Die F.A.Z. ist doch schon längst nach links abgedriftet. Das erkennt man nicht nur jetzt am Rausschmiss von Holger Steltzner, dem ging schon der von “Don Alphonso” voraus und für Frank Schirrmacher wurde ausgerechtet eine Type wie Jürgen Kaube zum Herausgeber. Der journalistische “Stil” hat sich diesem Niedergang längst angepasst, jedem geläufig dürfte hier z.B. Justus Bender sein, der hier sicherlich dessen Bodensatz darstellt. Immer mehr kluge Köpfe werden sich nicht für dumm verkaufen lassen wollen und das Blatt sausen lassen.

Sabine Ehrke / 19.03.2019

Die Zwangsabgabe für staatskonforme Gesinnungsblätter kommt, wetten?

Markus Mertens / 19.03.2019

Der Begriff “Gleichschaltung” ist hier sicherlich zutreffend. Es muss aber Ursachen haben, die nicht im persönlichen Bereich liegen. Man scheint sich ökonomische Vorteile zu versprechen, in der einen oder anderen Weise mit der (weiteren) Annäherung an die Regierungslinie.
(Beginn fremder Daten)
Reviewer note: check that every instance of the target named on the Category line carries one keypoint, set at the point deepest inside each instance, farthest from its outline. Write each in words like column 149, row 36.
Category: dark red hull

Der Bertelsmann-Konzern arbeitet auf diese Weise ja sehr erfolgreich, und ggf. übernimmt Merkel auch die Lobby-Arbeit, z.B, bei Artikel 13 im neuen Urheberrecht. Wenn nun Merkel-Kritiker aka Falschmeiner bei der FAZ im Sinne der Selbstreinigung eliminiert werden, darf es an der Anerkennung doch nicht fehlen. Da kann der große Medienkonzern aushelfen; bei der Zusammenarbeit geht bestimmt etwas.

Don Alfredo / 19.03.2019

Nachdem Don Alphonso gegangen wurde, habe ich keine FAZ-Seite mehr angeklickt.

Richard Loewe / 19.03.2019

Es war ein langer Weg: kurz nach der Jahrtausendwende gabs immer oefter Artikel, die links waren und dann kamen die Nils Minkmars und Daniel Deckers. Das morgendliche Lesen wurde zur Qual.  Seit 4 Jahren weigere ich mich sogar auf FAZ-Links zu klicken, damit die keine Werbeeinnahmen mehr haben. Steltzner war seit dem Euro isoliert und es war lediglich eine Frage der Zeit, wann er geht. Man braucht sich bloss den regen Redaktionsaustausch zwischen FAZ und Spiegel ansehen und weiss, dass die FAZ zu den Einheitsmedien gehoert, die wie alle MSM von der Einheitspartei finanziert wird und keine Leser braucht.